Claude Lemieux's one dream got rejected by the Canadiens and it hits harder after his passing
Photo credit: RVR Photos-Imagn Images
Serge Savard just revealed something most hockey fans never knew about Claude Lemieux.
The four-time Stanley Cup champion didn't just want to stay connected to the Montreal Canadiens after retirement. He wanted to run the entire organization.

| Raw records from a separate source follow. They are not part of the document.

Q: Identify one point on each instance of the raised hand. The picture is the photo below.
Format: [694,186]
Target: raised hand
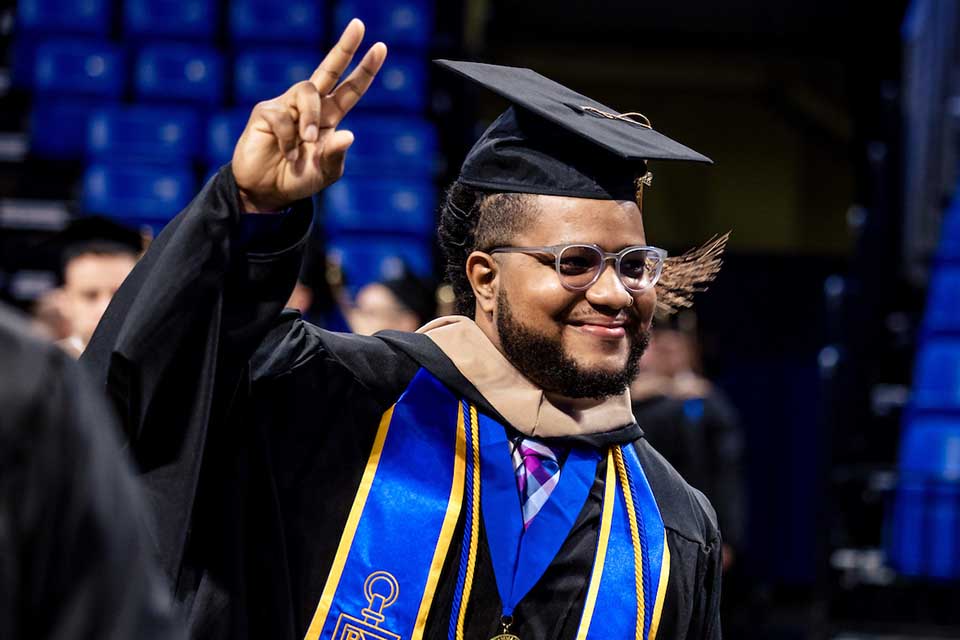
[291,147]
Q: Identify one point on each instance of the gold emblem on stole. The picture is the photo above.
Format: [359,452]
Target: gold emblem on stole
[352,628]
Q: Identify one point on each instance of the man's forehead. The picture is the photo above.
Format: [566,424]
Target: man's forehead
[563,219]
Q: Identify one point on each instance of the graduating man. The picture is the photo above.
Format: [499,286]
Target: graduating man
[481,478]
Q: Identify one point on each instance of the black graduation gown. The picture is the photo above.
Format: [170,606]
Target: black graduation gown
[252,429]
[75,561]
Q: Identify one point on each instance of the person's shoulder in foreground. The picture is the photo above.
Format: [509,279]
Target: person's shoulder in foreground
[75,562]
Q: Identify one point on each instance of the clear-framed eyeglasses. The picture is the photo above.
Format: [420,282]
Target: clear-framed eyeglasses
[579,266]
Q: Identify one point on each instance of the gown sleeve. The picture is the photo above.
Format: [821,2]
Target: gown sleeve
[173,347]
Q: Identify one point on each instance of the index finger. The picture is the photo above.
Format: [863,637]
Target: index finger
[326,76]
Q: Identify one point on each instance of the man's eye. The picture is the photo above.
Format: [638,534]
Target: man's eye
[575,265]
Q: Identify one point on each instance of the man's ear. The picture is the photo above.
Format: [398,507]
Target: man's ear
[483,273]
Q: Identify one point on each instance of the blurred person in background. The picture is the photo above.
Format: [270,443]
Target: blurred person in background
[75,560]
[405,303]
[98,254]
[312,484]
[693,424]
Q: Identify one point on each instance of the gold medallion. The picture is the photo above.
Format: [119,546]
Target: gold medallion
[505,622]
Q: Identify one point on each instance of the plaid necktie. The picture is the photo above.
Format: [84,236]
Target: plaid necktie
[538,473]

In a revealing appearance on 98.5 Sports with Philippe Cantin, Savard disclosed that when Geoff Molson tasked him with finding a new general manager in 2012, Lemieux personally called to express his interest.
"Claude Lemieux dreamed of leading the Canadiens."
- Serge Savard
- Serge Savard
Savard admitted he never considered Lemieux a serious candidate for the position. There was no formal interview and no real evaluation of what a four-time champion with deep business experience might bring to the front office.
"Lemieux was deeply hurt."
- League sources
- League sources
The job ultimately went to Marc Bergevin. Reports from those close to the situation suggest Lemieux was deeply hurt by not even being given a chance to present his case.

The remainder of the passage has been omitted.